主イエス様は、世界で最もご自分を低くなさった方なので、父なる神様は圧倒的に高く引き上げてくださいました。この世界にあるすべての被造物が、「イエス・キリストは主です」と告白し、神に栄光が帰されるようにしてくださったのです。神様は、私たちが主のみこころに従って自分を低くするならば、イエス様と同じように、私たちのことをも引き上げてくださいます。人々が私たちを引き下げた分だけ、主は私たちを引き上げてくださいます。いや、それ以上に主が豊かにしてくださるのです。
「You raise me up」(作詞:Brendan Graham 、作曲:Rolf Løvland)という曲があります。日本では、フィギュアスケートの荒川選手が用いて有名になりました。この歌の歌詞は聖書をもとにしていると考えられています。それは、主が私たちを引き上げてくださる、立ち上がらせてくださるという内容です。少し簡単な日本語訳を紹介します。
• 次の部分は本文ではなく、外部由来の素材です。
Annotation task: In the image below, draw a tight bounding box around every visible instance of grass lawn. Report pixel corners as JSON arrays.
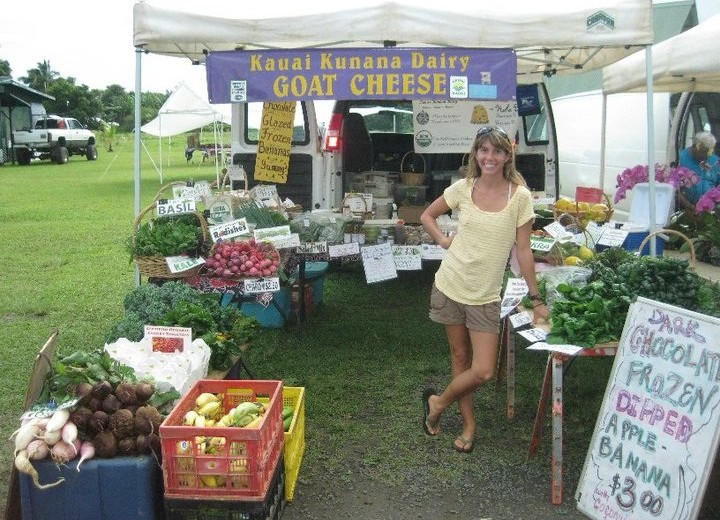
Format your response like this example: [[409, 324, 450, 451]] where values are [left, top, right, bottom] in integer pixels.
[[0, 136, 624, 511]]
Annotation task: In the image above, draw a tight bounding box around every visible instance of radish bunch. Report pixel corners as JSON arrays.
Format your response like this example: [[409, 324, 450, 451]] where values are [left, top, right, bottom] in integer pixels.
[[205, 238, 280, 278]]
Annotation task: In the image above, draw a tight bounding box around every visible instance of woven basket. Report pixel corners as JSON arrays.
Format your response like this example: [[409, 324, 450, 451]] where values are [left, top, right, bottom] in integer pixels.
[[132, 202, 210, 278], [400, 152, 427, 186], [638, 229, 697, 268], [552, 193, 615, 223]]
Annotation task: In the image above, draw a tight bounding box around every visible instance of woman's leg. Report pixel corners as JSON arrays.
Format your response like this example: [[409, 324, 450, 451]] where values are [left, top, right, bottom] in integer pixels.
[[428, 325, 499, 440]]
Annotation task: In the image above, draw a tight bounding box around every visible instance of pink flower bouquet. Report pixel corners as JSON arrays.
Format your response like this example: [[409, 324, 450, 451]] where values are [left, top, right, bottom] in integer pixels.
[[695, 186, 720, 213], [614, 164, 698, 204]]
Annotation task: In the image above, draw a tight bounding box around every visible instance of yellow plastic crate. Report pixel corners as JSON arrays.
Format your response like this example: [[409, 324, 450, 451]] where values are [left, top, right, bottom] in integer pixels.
[[283, 386, 305, 502]]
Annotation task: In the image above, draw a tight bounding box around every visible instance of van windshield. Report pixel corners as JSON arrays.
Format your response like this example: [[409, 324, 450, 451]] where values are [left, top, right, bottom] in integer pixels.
[[348, 100, 413, 134]]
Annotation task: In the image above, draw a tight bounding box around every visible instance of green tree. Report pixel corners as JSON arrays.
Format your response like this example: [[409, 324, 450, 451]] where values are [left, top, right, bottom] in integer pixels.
[[20, 60, 60, 92], [99, 85, 135, 128], [45, 78, 103, 130]]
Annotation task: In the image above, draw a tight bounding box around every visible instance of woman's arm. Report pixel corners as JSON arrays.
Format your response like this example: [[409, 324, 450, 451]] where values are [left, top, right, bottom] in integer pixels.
[[420, 195, 453, 249], [515, 219, 549, 321]]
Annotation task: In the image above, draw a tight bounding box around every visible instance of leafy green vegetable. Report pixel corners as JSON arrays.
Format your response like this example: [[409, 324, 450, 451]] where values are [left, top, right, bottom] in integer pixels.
[[126, 215, 203, 257]]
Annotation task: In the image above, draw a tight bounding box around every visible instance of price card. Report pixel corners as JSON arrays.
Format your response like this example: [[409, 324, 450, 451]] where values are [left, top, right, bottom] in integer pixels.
[[297, 240, 328, 255], [328, 242, 360, 258], [266, 233, 300, 249], [360, 244, 397, 283], [253, 226, 290, 240], [597, 229, 628, 247], [543, 221, 573, 242], [420, 244, 445, 260], [145, 325, 192, 353], [527, 341, 583, 356], [508, 312, 533, 329], [518, 328, 547, 343], [209, 218, 250, 242], [530, 235, 557, 253], [243, 277, 280, 294], [165, 256, 205, 273], [392, 246, 422, 271]]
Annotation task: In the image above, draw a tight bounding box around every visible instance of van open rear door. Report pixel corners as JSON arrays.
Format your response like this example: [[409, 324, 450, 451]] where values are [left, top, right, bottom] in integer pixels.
[[232, 101, 330, 211]]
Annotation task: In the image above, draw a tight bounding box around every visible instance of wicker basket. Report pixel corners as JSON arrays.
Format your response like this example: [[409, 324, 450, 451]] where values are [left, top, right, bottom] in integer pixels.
[[132, 202, 210, 278], [638, 229, 697, 268], [552, 193, 615, 224], [400, 152, 427, 186]]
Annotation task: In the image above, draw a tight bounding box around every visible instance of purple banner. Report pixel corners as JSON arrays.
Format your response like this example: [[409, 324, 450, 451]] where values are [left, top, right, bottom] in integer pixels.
[[206, 47, 517, 103]]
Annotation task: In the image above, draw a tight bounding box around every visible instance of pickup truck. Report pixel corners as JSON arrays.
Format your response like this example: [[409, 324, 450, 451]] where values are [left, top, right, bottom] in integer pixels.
[[12, 115, 98, 165]]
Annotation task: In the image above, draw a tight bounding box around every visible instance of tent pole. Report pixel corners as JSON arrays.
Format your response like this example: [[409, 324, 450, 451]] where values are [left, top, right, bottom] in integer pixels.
[[600, 91, 607, 197], [645, 45, 657, 256], [213, 116, 222, 186], [134, 47, 142, 287]]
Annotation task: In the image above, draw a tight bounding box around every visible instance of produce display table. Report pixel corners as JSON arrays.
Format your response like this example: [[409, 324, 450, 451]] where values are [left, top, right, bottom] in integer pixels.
[[496, 317, 618, 505]]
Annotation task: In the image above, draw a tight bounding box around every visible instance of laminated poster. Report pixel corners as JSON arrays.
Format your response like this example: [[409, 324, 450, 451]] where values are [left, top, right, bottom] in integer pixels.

「あなたが私を引き上げてくださるので、山の上にさえ立てる。あなたが私を引き上げてくださるので、嵐の海の上さえも歩ける。あなたの支えがあるので、私は強くなれる。あなたは私を引き上げてくださる、私が出来ると思う以上に」 私たちは自分で高めなくていい。頑張って自己主張をしなくていいのです。イエス様についていけば十分、それで大丈夫です。主が相応しい時に私たちを引き上げてくださるからです。ですから、イエス様について行きましょう。イエス様のその思い、その姿勢にならいましょう。